I've started this post several times but, whatever I started to express seemed somehow irrelevant. It's not that any of my postings has much intrinsic merit, only that which a particular reader may put upon it alongside its utilitarian value, to the writer, as a discipline which places some kind of order or value on the (recorded) aspects of their everyday experiences.
No matter what I set out to express or recount this time, one primary event seemed to overshadow it. After a few rollercoaster years of brain tumour induced ill health Kate, Cathy's lifetime friend , finally lost her battle shortly after her 30th birthday, and nine months after the birth of her wonderful son Joseph. There are times that I consider myself "good with words" but then at others, on occasions like this, the appropriate words just won't fall into place.
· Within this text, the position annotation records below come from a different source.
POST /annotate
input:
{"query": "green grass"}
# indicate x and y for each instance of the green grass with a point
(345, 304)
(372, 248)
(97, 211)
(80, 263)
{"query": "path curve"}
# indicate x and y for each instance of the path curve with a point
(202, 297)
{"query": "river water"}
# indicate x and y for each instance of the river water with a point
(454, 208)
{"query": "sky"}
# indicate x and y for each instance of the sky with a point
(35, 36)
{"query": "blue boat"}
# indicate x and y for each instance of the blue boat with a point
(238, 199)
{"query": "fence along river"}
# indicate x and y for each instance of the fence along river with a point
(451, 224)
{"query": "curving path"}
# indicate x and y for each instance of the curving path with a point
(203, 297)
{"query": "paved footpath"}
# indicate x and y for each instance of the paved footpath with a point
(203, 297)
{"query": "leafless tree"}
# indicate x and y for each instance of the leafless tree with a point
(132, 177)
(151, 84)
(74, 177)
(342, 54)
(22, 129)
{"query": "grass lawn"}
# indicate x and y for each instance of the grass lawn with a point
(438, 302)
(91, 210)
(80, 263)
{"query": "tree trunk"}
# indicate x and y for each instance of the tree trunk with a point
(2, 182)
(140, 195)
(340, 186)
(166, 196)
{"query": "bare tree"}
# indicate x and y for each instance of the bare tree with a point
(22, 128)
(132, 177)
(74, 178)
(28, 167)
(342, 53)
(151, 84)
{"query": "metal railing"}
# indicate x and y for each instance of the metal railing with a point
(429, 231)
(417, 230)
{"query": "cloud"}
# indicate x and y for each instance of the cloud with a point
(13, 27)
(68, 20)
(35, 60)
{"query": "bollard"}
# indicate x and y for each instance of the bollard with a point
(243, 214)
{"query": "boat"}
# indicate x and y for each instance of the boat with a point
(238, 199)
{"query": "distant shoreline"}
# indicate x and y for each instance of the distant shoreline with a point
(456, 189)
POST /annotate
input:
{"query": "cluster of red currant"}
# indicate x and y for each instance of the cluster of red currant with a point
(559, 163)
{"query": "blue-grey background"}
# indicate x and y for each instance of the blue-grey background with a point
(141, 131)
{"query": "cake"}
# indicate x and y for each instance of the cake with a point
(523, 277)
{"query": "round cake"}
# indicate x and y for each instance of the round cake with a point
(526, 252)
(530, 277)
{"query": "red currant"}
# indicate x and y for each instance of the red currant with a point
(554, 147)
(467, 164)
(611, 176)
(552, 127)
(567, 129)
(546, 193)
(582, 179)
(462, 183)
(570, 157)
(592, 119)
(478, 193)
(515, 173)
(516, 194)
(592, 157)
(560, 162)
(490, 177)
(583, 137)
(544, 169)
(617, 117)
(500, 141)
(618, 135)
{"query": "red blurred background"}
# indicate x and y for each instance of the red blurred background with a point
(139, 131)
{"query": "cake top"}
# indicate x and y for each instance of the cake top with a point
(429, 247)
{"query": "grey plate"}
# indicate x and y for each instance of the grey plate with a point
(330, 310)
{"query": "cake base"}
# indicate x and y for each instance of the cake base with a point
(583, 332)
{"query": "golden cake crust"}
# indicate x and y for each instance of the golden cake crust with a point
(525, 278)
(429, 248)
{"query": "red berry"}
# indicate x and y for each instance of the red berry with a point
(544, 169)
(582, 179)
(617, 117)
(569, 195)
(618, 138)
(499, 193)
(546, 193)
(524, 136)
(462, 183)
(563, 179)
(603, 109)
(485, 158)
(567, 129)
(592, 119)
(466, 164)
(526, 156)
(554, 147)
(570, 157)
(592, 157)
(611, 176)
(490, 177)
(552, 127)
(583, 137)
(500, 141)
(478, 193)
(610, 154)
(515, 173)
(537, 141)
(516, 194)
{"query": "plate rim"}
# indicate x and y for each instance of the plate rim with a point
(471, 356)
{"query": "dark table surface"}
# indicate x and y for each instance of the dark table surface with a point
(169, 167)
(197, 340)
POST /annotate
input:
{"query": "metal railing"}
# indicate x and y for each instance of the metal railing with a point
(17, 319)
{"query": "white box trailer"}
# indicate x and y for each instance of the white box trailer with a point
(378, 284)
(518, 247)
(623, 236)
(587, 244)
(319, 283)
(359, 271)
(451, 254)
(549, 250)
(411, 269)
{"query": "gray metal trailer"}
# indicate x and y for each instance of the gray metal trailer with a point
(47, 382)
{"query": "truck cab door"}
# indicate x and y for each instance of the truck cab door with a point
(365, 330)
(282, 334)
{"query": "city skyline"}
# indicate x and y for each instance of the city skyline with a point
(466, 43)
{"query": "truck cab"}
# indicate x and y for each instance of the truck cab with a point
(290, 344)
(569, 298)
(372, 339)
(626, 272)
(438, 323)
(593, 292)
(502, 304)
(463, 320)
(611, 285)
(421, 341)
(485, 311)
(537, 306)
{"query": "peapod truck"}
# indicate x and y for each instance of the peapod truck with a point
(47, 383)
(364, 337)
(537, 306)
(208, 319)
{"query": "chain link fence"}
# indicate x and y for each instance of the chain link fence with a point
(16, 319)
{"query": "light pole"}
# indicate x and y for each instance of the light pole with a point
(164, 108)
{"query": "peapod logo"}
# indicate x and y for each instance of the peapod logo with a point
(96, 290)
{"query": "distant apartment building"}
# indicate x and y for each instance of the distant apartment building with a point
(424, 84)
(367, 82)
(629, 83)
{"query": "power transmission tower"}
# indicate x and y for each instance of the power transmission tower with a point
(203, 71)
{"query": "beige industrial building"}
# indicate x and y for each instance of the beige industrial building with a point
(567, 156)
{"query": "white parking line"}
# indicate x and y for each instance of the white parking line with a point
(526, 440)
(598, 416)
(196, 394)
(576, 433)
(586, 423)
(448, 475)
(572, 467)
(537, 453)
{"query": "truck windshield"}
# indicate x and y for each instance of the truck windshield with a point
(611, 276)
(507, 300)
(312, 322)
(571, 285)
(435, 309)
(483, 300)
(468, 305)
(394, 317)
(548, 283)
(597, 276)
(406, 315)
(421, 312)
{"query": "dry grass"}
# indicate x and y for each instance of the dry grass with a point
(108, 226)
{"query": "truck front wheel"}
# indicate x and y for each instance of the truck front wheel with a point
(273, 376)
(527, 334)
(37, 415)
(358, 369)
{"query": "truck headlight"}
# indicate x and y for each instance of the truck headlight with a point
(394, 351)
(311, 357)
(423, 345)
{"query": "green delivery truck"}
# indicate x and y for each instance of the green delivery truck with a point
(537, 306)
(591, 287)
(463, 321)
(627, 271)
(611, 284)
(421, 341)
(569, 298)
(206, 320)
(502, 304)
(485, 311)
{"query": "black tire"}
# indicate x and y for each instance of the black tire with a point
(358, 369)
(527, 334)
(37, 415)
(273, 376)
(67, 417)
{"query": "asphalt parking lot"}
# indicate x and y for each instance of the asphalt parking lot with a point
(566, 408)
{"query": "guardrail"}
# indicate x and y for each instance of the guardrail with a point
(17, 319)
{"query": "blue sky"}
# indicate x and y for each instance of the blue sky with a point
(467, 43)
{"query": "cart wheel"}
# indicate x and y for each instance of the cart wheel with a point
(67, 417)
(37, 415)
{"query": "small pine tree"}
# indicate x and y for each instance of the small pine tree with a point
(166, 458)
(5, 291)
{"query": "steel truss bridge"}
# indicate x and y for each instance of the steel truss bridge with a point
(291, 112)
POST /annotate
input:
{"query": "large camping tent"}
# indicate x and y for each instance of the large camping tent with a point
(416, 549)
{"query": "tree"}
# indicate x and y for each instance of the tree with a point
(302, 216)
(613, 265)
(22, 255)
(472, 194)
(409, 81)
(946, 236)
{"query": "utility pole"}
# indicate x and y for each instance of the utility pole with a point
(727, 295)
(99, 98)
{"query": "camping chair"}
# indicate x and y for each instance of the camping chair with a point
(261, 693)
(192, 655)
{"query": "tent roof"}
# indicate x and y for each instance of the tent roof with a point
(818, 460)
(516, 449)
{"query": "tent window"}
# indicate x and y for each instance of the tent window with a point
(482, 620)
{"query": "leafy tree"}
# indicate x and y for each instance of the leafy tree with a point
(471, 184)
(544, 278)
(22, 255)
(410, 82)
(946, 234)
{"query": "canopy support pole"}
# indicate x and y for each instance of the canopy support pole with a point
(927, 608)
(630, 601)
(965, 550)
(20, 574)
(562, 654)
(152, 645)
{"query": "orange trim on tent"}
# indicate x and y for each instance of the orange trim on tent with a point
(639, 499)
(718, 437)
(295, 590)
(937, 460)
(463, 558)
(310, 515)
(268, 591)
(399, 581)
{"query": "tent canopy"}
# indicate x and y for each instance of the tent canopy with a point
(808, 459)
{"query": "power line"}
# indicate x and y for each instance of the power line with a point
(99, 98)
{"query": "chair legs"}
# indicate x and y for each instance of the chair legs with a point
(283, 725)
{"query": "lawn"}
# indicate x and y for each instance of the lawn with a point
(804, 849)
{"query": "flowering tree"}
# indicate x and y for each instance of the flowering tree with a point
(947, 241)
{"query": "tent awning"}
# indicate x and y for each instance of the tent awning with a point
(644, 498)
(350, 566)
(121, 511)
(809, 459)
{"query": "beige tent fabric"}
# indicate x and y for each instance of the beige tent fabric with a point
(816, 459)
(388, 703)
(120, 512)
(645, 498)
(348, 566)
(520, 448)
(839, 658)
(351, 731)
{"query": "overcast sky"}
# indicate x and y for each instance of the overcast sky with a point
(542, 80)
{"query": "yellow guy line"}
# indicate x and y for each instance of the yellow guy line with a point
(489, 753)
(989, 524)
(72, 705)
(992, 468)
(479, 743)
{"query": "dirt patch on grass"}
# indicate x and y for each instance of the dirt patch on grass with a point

Come to that I can't even wrestle them into place!
I can't see how anyone who ever met Kate could fail to be touched by the warmth of her smile, a heartwarming smile which she could still display, even whilst undergoing some of the most distressing and disorienting effects of her illness. At times she seemed to defy the expectations of the doctors who treated her; a sturdy determination underlay a vulnerable frame as she once more fulfilled the desire to be back home with her husband and son, rather than laying in a hospital bed.
Cathy feels as if she has lost a part of herself; this is a loss for which there can never be a replacement, a very special friendship - that of kindred spirits - since pre-schooldays. My thoughts and prayers go out to all her family. The world is a poorer place for her passing but, the community of saints has been greatly enriched.